Search this page for:
UN troops buy sex from teenage refugees in Congo camp

By Cahal Milmo
25 May 2004

Teenage rape victims fleeing war in the Democratic Republic of Congo are being sexually exploited by the United Nations peace-keeping troops sent to stop their suffering.

The Independent has found that mothers as young as 13 - the victims of multiple rape by militiamen - can only secure enough food to survive in the sprawling refugee camp by routinely sleeping with UN peace-keepers.

Testimony from girls and aid workers in the Internally Displaced People (IDP) camp in Bunia, in the north-east corner of Congo, claims that every night teenage girls crawl through a wire fence to an adjoining UN compound to sell their bodies to Moroccan and Uruguayan soldiers.

The trade, which according to one victim results in a banana or a cake to feed to her infant son, is taking place despite a pledge by the UN to adopt a "zero tolerance" attitude to cases of sexual misconduct by those representing the organisation.

One girl, Faela, 13, whose son, Joseph, is not yet six months old, has described how the social stigma of her fatherless child, the result of repeated rape by militiamen in her village, meanwhile she is treated like a pariah in the chaotic and violent Bunia camp, which is home to 15,000 people.

She said: "It is hard in the camp for the girls like me with little babies and no husbands. We have no men to look after us. We have been dirtied by the soldiers who came to our villages. No one will take us as their wives and it is hard to get food in the camp for us."

She added: "It is easy for us to get to the UN soldiers. We climb through the fence when it is dark, sometimes once a night, sometimes more."

During a five-day period, The Independent spoke to more than 30 girls, half of whom said they made the 20-metre journey from the camp to gaps in the wire fences of the compound run by Monuc, the UN mission in Congo.

One worker, employed by Atlas, the aid group that manages the camp, confirmed that staff were aware of the trade in sex but were too frightened to tackle it.
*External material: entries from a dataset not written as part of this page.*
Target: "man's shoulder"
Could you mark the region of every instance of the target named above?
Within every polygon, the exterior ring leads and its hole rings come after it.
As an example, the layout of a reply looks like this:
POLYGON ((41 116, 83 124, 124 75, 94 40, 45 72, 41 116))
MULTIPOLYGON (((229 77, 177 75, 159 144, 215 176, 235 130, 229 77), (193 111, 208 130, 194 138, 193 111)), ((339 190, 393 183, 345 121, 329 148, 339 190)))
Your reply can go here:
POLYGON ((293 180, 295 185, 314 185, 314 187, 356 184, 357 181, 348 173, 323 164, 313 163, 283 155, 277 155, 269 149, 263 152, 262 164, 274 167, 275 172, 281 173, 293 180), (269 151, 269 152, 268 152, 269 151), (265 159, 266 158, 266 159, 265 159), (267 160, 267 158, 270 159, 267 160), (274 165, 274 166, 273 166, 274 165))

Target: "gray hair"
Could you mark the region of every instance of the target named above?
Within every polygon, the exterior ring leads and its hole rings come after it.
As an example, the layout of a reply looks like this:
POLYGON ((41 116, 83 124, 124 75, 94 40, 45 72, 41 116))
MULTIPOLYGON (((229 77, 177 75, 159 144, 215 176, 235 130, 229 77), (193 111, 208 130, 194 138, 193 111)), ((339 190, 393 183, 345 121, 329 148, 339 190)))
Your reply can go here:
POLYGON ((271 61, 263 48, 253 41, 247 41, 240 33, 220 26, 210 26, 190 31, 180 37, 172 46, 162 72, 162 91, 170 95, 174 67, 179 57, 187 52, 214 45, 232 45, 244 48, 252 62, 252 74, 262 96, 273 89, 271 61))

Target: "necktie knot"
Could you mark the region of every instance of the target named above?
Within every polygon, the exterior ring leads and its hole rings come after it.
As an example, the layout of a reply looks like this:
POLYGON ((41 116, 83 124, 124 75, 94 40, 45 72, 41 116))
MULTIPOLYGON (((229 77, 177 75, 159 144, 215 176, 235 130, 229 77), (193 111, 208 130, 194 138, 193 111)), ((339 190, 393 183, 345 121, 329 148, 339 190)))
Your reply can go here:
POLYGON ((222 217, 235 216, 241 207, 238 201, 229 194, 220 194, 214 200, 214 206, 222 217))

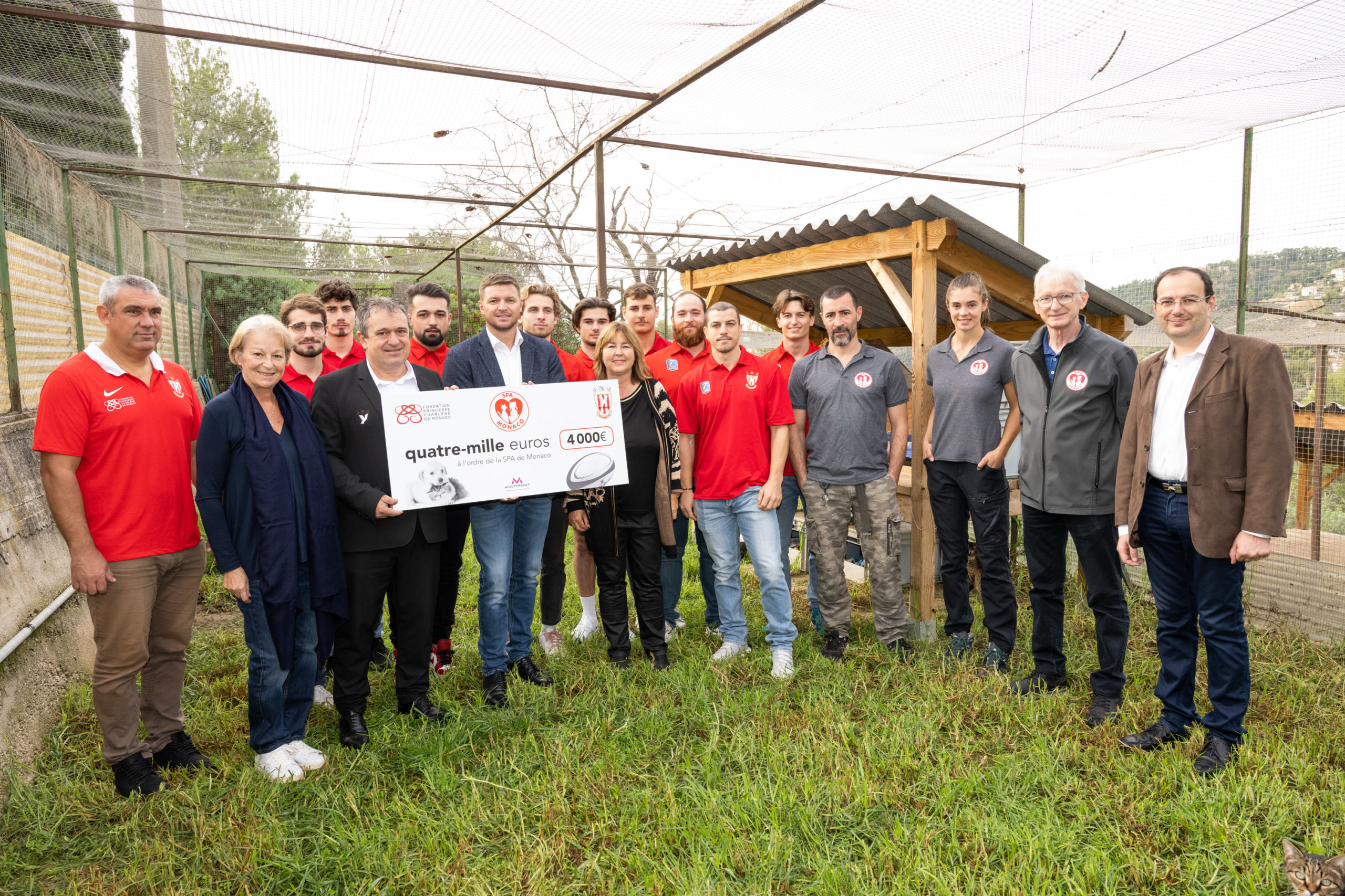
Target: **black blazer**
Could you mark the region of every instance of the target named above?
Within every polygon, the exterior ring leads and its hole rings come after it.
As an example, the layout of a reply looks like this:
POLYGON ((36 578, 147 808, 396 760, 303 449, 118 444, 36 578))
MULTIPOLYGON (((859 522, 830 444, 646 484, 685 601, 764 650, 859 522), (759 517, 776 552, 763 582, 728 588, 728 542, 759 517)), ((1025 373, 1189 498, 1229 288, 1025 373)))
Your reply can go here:
MULTIPOLYGON (((422 392, 444 388, 438 373, 412 364, 422 392)), ((313 384, 313 423, 327 445, 336 485, 336 517, 346 551, 385 551, 406 545, 420 521, 425 540, 448 540, 444 508, 405 510, 374 517, 378 498, 391 494, 387 443, 383 439, 383 399, 369 364, 359 363, 319 376, 313 384)))
MULTIPOLYGON (((522 329, 518 330, 515 339, 523 340, 519 352, 523 356, 525 383, 541 386, 565 382, 565 368, 561 367, 561 356, 555 353, 554 345, 545 339, 529 336, 522 329)), ((459 388, 504 387, 500 363, 495 357, 495 348, 486 330, 448 349, 448 356, 444 359, 444 386, 459 388)))

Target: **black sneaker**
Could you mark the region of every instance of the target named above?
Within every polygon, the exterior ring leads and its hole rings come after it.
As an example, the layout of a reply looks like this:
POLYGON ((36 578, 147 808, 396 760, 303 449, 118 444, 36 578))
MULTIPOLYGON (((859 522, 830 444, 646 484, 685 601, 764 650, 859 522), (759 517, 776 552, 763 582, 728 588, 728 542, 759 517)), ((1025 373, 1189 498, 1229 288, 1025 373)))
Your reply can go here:
POLYGON ((822 656, 837 662, 845 660, 845 650, 850 646, 850 638, 839 631, 827 631, 823 637, 826 639, 822 642, 822 656))
POLYGON ((153 763, 143 755, 132 754, 112 767, 112 783, 122 797, 148 797, 163 790, 167 783, 155 774, 153 763))
POLYGON ((1048 676, 1045 672, 1032 670, 1032 674, 1026 678, 1018 678, 1009 685, 1009 690, 1018 695, 1020 697, 1029 693, 1056 693, 1057 690, 1068 690, 1069 685, 1065 682, 1063 674, 1048 676))
POLYGON ((191 735, 179 731, 164 748, 155 754, 155 766, 159 768, 210 768, 210 758, 196 750, 191 743, 191 735))
POLYGON ((948 635, 948 647, 943 652, 944 660, 962 660, 971 653, 971 633, 958 631, 948 635))

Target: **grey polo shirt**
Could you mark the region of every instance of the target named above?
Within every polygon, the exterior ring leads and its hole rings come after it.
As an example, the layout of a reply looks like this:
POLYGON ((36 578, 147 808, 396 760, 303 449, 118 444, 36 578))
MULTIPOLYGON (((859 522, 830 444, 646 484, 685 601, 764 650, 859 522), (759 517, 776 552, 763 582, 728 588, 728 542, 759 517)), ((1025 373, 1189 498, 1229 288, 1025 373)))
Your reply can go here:
POLYGON ((999 399, 1013 383, 1014 348, 990 330, 960 361, 952 337, 929 349, 925 383, 933 387, 933 457, 981 463, 999 445, 999 399))
POLYGON ((868 343, 849 367, 829 348, 796 361, 790 375, 790 403, 808 414, 808 478, 873 482, 888 472, 888 408, 907 403, 907 375, 896 355, 868 343))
He said: "There is nothing to stop them and the girls need food. It is best to keep quiet, though. I am frightened that if I say something I may lose my job and I have children of my own to feed."

The UN has announced its own inquiry into the allegations, warning that it will apply "all available sanctions" against those responsible. But doubts remain about the effectiveness of the investigation and the ability of the UN to bring those responsible to justice.

Dominique McAdams, the head of the UN in Bunia, said she believed that there was sexual violence in the camp, but said she had yet to see any evidence.